Diagnosis and gI antibody dynamics of pseudorabies virus in an intensive pig farm in Hei Longjiang Province

Jintao Wang; Huansheng Han; Wanning Liu; Shinian Li; Donghua Guo

doi:10.4142/jvs.2021.22.e23

. 2021 Mar 5;22(2):e23. doi: 10.4142/jvs.2021.22.e23

Diagnosis and gI antibody dynamics of pseudorabies virus in an intensive pig farm in Hei Longjiang Province

Jintao Wang ^1,², Huansheng Han ^1,², Wanning Liu ¹, Shinian Li ¹, Donghua Guo ^1,^✉

PMCID: PMC8007445 PMID: 33774939

Abstract

Background

Pseudorabies (PR), caused by the pseudorabies virus (PRV), is an endemic disease in some regions of China. Although there are many reports on epidemiological investigations into pseudorabies, information on PRV gI antibody dynamics in one pig farm is sparse.

Objectives

To diagnose PR and analyze the course of PR eradication in one pig farm.

Methods

Ten brains and 1,513 serum samples from different groups of pigs in a pig farm were collected to detect PRV gE gene and PRV gI antibody presence using real-time polymerase chain reaction and enzyme-linked immunosorbent assay, respectively.

Results

The July 2015 results indicated that almost all brain samples were PRV gE gene positive, but PRV gI antibody results in the serum samples of the same piglets were all negative. In the boar herd, from October 2015 to July 2018 three positive individuals were culled in October 2015, and the negative status of the remaining boars was maintained in the following tests. In the sow herd, the PRV gI antibody positive rate was always more than 70% from October 2015 to October 2017; however, it decreased to 27% in January 2018 but increased to 40% and 52% in April and July 2018, respectively. The PRV gI antibody positive rate in 100-day pigs markedly decreased in October 2016 and was maintained at less than 30% in the following tests.
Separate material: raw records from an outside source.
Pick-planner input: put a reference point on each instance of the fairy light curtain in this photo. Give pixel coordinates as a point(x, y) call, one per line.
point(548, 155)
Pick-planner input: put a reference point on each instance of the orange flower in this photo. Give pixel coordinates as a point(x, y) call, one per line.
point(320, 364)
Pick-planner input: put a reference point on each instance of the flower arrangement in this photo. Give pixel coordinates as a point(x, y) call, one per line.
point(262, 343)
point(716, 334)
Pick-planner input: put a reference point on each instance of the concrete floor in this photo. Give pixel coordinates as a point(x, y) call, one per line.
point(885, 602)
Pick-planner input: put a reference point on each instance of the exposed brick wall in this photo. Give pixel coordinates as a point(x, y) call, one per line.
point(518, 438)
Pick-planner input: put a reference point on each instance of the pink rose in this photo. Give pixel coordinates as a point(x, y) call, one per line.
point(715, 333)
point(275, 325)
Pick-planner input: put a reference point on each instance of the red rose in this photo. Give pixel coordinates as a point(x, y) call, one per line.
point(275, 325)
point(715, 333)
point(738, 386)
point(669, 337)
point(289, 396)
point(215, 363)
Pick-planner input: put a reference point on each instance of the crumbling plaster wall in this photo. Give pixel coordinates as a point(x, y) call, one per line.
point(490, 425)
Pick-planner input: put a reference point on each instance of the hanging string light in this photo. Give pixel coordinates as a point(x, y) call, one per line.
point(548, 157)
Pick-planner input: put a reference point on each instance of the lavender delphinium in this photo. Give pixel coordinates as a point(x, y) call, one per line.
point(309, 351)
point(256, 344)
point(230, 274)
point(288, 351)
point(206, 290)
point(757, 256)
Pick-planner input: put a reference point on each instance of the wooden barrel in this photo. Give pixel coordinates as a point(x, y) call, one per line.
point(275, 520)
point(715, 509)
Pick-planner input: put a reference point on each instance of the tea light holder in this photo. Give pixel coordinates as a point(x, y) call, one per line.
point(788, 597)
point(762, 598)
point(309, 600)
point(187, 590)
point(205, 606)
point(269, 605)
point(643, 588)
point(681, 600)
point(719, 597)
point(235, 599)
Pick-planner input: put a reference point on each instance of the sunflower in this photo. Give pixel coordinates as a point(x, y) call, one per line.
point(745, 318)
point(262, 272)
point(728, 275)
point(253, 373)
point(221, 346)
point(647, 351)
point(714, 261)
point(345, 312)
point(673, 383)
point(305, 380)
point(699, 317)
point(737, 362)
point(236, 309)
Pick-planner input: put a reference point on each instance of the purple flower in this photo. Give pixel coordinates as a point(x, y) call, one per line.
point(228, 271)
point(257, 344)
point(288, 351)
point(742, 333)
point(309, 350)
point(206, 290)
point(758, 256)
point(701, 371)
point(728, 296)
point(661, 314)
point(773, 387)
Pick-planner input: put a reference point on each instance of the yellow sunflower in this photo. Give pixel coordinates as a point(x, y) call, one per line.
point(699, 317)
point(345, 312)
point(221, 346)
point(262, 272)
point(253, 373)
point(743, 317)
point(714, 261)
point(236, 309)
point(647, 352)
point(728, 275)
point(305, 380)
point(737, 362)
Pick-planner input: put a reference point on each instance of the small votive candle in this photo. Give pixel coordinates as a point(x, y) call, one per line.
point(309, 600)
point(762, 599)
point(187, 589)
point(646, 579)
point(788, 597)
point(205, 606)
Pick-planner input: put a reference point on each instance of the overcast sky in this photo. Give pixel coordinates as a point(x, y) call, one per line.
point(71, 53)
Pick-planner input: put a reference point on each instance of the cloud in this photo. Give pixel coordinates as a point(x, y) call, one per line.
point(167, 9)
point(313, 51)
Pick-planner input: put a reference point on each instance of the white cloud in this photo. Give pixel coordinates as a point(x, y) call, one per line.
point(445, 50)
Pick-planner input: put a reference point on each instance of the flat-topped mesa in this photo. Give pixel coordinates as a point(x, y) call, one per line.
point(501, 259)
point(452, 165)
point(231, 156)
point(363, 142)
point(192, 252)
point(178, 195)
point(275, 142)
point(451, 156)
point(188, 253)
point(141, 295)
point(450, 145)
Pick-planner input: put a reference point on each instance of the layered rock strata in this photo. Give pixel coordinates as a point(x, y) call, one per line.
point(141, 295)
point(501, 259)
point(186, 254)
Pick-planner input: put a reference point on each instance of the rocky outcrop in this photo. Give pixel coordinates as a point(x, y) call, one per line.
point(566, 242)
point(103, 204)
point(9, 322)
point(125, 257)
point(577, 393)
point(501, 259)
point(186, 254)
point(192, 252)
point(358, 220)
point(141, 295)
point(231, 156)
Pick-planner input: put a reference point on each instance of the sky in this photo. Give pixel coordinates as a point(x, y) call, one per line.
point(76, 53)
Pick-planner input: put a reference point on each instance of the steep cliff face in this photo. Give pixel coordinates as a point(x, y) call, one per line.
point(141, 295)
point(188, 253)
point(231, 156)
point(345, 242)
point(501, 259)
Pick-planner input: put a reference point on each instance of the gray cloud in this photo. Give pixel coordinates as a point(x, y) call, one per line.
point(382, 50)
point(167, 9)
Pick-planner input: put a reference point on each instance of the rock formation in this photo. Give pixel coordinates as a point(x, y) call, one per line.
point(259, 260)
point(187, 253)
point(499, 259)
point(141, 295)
For 150-day pigs, the PRV gI antibody positive rate decreased notably to 10% in April 2017 and maintained a negative status from July 2017. The positive trend of PRV gI antibody with an increase in pig age remarkably decreased in three tests in 2018.

Conclusions

The results indicate that serological testing is not sensitive in the early stage of a PRV infection and that gilt introduction is a risk factor for a PRV-negative pig farm. The data on PRV gI antibody dynamics can provide reference information for pig farms wanting to eradicate PR.

Keywords: Pseudorabies, diagnosis, antibody, real-time PCR, ELISA

INTRODUCTION

Pseudorabies (PR), also known as Aujeszky's disease, is caused by the pseudorabies virus (PRV). The PRV can cause infection in a broad spectrum of mammals, including ruminants and rodents; however, domestic and wild pigs are the only hosts capable of surviving PRV infection and can serve as reservoirs for the virus [1]. Clinical manifestations in pigs infected by PRV vary from subclinical signs to death. For example, PRV infections may result in nervous system disorders and high mortality in piglets, respiratory symptoms and growth retardation in finishing pigs, and abortions and/or stillbirths in sows [2]. Like other herpesviruses, PRV usually establishes lifetime latent infections in pigs by inducing specific host cells to retain the viral genome. Latency is established mainly in nervous ganglia cells such as the trigeminal ganglia in the head and the sacral ganglia in the lumbar region. PRV replication can reactivate from latently infected cells after host stress or immune system depression; for example, during gestation. Reactivation increases PRV shedding and promotes transmission; thus, latently infected pigs can be a source of reinfection [3,4].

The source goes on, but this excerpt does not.